Machine-learning frameworks that “look at all the data” can often do a good job of capturing relationships on a specific day, but they generally struggle to consistently explain the underlying economic drivers over time. Which is to say, using predictive analytics instead of economic models means that business decisions tend to become more tactical and less strategic. 

Traditional modelling approaches seek to capture the statistical properties of data and potentially relevant theoretical relationships. Any (responsible) economist should start their analysis by working to understand data and its limitations. Understanding data must inform modelling choices and how one assesses the usefulness of models and their projections.

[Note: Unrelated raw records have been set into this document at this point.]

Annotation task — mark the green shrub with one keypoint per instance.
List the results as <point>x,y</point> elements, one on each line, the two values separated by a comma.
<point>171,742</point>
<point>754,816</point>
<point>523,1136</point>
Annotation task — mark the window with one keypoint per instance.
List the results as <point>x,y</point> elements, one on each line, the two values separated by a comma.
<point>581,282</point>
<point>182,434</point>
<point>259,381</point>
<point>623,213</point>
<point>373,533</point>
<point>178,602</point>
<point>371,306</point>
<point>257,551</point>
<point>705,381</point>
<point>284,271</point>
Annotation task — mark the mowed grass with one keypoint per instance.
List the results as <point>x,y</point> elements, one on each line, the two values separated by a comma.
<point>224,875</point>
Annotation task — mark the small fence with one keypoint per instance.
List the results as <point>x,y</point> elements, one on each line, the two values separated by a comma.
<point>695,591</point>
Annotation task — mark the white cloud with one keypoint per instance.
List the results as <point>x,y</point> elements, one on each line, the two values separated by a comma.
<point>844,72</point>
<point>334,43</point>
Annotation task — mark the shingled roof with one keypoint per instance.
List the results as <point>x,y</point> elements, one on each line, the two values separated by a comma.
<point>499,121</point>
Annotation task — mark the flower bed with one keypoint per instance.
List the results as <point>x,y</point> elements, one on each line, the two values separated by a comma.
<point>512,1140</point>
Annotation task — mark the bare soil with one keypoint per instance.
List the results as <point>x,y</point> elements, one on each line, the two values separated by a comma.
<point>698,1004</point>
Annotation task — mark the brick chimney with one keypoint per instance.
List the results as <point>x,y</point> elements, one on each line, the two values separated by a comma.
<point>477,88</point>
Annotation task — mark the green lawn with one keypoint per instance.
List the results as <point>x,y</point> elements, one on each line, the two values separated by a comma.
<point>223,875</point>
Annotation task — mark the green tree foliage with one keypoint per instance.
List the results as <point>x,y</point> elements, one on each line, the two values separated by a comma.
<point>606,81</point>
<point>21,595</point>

Another potential issue with predictive AI models is “overfitting the data” — a mistake that is also common in conventional modelling — which is when a model includes redundant information. Even though overfitted models might accurately explain data trends, they tend to perform terribly at explaining movements in new data or at forecasting. This happens if a model captures noise in the data instead of the underlying relationships.

One sees this a lot with exchange rate forecasts: historical model output that can perfectly explain movements in currencies. However, exchange rates are affected by everything, with their volatility reflecting unpredictable factors, such as political and financial shocks.

Despite economists’ penchant for making confident predictions about where the exchange rate will go over the next year, the accuracy of their forecasts will depend on the extent to which unexpected shocks hit the economy. In this example, it is also particularly important to understand how specific economic and financial shocks would affect currencies so that decisionmakers can manage their risks.

While economists are often skewered for hedging their bets when it comes to forecasts, at least they can explore different scenarios and consider the implications of relaxing an assumption or two. At present, AI models are much less useful than traditional models for constructing economic scenarios as they provide limited structure about economic relationships. Like second-hand dealers in ideas, analysts tend to hype the fact that results are AI generated, as opposed to speaking about the fundamentals underlying their projections.

The irony of the rapid adoption of AI in economic forecasting is that it has not realised the tangible value AI can offer for changing the way economists work. It is already possible to automate a lot of what economists do using AI. Models and assessments of their performance can be kept fully up to date, including analytical slide decks and reports. But humans are crucial to governing these processes. Deep understanding of the models applied and tools used is required to make sure results are not spurious.

Advances in computer processing capabilities mean that sophisticated analysis and scenario planning can now be done in front of executives in the boardroom. Model scenarios can be adjusted in real time to quickly answer questions and advise on the effects alternative strategies would have on the business. Data and model automation can turn every team member into a super-analyst and provide senior management with decision-ready analytics. 

For example, 10 years ago, it could take days to re-estimate a large-scale macroeconomic model. That made debate about the implications of alternative economic assumptions on the economy difficult to have around a boardroom table. Today, the same exercise can take seconds.

Automation will save on resources and transform the way analysts and economists work, dramatically improving their productivity. But realising this potential requires modernisation of data management and ways of work. Economists need econometric and coding skills to be able to understand whether models are working as intended and to clearly communicate the drivers of their forecasts.

The next time you are given any forecast, simply ask, “what are the assumptions?” If the answers is, “well, it’s AI and it is really sophisticated,” you might need a second opinion.

• Steenkamp is CEO at Codera Analytics and a research associate at Stellenbosch University. Roos is an associate with Codera.